D’après ce dernier, un quarantaine d’individus « partie à pied, partie à cheval » se livrait au brigandage, précisément dans certaines contrées que parcourait la bande d’Orgères. Evidemment, ces brigands étaient des Chauffeurs. Robilloud reconnaissait de plus s’être concerté avec d’autres affiliés pour une expédition contre l’auberge de Jarriolles. A la vérité, le complot n’avait pas eu de suite. Il n’en résulte pas moins, de l’aveu de Robilloud, que le pillage de l’auberge était une des entreprises préméditées par les Chauffeurs, ce qui rend fort probable que le projet ait été repris et exécuté par eux dans des circonstances plus favorables. Le juge de paix de Blois rappelait enfin un crime commis quelques mois auparavant dans le département de l’Indre. L’Auberge de la Jalousie, située commune de Brion, avait été attaquée la nuit par une troupe de malfaiteurs qu’y avaient tué et volé des marchands revenant d’une foire à Vatan. L’analogie avec le crime de Jarriolles est frappante. Le juge de paix de Blois en induisait judicieusement que les brigands de la Jalousie et les assassins de Jarriolles devaient tout au moins appartenir à la même bande.Nous pouvons ajouter, je crois, que cette bande, dont les incursions s’étendaient ainsi à plusieurs département, ne pouvait être que la horde des chauffeurs.

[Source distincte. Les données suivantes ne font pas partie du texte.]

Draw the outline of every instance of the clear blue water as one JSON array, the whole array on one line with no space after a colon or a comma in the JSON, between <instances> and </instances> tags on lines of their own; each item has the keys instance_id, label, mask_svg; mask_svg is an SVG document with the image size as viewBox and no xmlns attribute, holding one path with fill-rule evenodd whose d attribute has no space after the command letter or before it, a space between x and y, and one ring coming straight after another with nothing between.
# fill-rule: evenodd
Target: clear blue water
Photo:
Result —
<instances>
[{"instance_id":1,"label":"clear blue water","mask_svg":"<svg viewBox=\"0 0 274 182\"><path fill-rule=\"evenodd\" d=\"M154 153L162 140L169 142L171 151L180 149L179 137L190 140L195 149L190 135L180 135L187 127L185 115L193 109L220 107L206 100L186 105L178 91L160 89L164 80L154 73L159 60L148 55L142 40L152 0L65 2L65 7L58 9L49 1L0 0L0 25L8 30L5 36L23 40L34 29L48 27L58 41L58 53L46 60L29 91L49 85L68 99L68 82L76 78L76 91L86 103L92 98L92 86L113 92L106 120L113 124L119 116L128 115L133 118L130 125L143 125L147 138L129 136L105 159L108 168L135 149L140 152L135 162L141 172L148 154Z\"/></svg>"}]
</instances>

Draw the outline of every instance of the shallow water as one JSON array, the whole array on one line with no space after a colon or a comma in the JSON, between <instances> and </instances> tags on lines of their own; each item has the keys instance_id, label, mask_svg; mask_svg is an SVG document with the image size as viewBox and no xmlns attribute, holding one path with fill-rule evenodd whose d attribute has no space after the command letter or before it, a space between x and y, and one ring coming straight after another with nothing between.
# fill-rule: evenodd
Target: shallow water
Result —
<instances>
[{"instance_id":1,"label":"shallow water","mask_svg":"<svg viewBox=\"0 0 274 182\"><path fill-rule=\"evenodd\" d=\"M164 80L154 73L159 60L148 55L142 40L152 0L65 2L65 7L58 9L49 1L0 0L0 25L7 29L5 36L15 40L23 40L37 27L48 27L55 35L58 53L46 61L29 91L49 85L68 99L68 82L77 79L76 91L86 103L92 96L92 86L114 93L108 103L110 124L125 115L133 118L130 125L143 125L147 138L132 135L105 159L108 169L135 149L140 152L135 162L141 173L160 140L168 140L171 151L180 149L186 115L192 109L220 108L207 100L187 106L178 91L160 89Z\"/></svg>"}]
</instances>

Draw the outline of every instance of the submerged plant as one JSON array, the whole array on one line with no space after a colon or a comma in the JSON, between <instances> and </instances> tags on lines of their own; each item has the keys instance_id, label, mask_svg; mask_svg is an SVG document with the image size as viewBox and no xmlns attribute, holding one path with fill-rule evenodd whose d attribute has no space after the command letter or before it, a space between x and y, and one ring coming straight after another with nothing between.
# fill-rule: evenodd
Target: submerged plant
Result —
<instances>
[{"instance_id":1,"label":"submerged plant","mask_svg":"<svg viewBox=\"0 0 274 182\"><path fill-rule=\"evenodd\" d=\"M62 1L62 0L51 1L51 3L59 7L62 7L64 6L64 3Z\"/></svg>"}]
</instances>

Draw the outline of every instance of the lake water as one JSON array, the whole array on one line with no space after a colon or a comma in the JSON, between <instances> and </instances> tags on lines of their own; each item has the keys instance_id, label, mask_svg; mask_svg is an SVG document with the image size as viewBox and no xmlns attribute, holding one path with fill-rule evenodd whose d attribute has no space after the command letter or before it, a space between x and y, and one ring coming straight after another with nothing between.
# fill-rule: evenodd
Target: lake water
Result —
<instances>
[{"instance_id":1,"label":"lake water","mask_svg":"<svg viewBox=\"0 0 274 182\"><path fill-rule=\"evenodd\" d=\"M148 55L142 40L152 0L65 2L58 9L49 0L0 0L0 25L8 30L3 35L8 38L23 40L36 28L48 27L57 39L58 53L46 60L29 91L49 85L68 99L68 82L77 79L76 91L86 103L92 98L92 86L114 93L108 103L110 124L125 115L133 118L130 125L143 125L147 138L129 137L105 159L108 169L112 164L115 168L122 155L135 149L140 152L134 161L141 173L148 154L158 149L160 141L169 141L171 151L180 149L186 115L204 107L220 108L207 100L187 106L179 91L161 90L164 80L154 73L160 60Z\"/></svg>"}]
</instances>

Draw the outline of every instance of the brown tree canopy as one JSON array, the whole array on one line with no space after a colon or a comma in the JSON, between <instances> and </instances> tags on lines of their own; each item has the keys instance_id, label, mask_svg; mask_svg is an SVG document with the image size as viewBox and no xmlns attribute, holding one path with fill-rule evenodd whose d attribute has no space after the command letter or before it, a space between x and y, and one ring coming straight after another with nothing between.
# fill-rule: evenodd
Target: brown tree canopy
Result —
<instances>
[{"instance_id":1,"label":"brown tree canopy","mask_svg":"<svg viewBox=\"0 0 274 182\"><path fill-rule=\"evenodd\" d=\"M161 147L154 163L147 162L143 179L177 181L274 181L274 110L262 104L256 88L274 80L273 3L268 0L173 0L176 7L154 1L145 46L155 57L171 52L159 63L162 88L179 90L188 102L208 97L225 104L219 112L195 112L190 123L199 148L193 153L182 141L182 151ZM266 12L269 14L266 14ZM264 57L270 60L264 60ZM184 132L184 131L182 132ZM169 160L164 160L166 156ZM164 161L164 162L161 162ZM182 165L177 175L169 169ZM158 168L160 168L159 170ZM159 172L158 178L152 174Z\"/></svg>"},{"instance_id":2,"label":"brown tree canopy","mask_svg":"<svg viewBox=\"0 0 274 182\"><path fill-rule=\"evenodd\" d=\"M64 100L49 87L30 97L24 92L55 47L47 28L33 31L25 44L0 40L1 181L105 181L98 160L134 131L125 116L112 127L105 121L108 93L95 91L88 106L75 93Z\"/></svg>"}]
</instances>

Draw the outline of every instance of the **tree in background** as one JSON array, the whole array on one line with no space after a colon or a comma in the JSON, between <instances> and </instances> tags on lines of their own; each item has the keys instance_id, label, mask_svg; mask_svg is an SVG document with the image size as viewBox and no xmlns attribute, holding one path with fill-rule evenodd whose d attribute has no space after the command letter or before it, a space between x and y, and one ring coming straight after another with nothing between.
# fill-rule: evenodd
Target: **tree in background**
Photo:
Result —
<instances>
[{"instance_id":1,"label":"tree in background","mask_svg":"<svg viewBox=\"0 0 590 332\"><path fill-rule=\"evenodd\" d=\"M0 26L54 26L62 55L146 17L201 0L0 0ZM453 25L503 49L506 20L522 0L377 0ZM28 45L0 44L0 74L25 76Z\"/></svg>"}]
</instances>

Quoi qu’il en soit, les renseignement contenus dans la lettre du 13 prairial an V ne paraissent pas avoir été utilisés, soit lors des premières instructions relatives à l’affaire de Jarriolles, soit en l’an VIII, lors du procès des Chauffeurs. Sans doute, en l’an V , alors que l’organisation et les expéditions lointaines de la bande d’Orgères étaient insuffisamment connues, on n’a pas accordé créance aux dénonciations de Robilloud. D’autre part, il n’est pas étonnant qu’au cours du procès instruit et jugé à Chartres, en l’an VIII, on n’est pas songé à rattacher à la longue série de crimes dont les Chauffeurs s’étaient rendus coupables dans les contrées où ils avaient leur quartier général, les assassinats commis trois ans auparavant dans un département éloigné.

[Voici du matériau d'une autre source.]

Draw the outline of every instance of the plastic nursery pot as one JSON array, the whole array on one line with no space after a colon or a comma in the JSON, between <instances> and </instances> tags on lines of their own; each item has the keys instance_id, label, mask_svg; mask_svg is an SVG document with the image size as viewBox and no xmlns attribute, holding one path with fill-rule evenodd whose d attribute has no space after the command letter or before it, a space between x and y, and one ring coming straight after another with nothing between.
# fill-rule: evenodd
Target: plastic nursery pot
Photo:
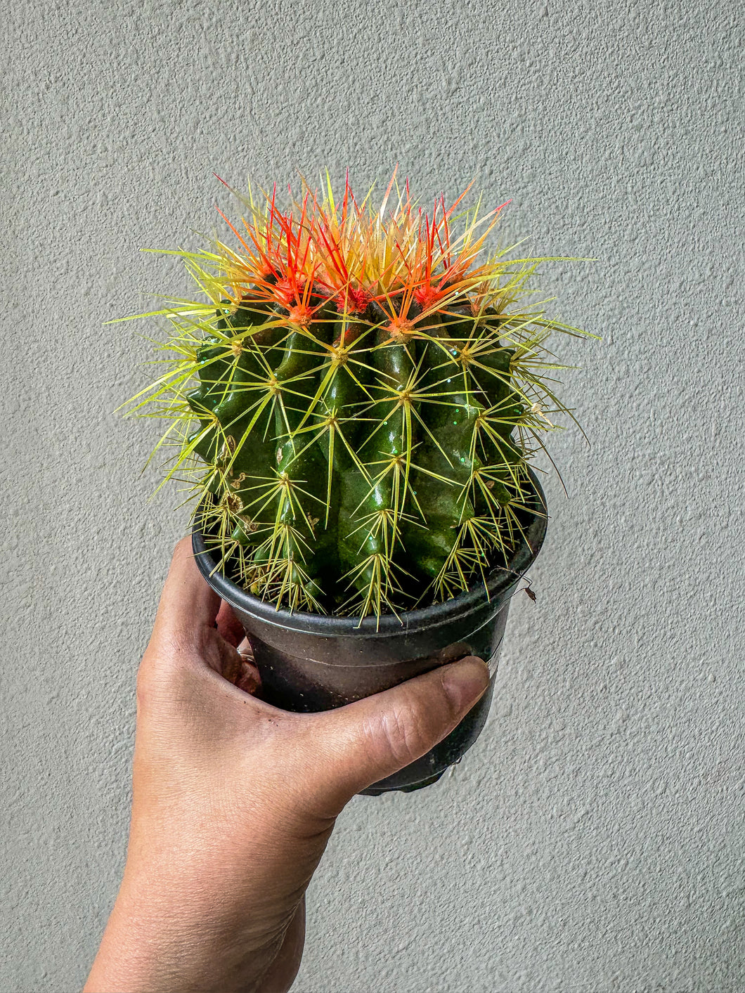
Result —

S’il est probable que les brigands de Jarriolles ont fait partie de la bande d’Orgères, il n’est pas sans intérêt d’indiquer, comme conclusion du présent travail, que les Chauffeurs finir par tomber au pouvoir de la justice, et que, par jugement rendu par le tribunal criminel d’Eure-et-Loir, le 9 thermidor an VIII, trente- cinq d’entre eux furent condamnés au fer et vingt-trois à la peine capitale. Ces derniers furent exécutés le 12 vendémiaire an IX. Il est donc permis de supposer que le crime de Jarriolles n’est pas resté impuni.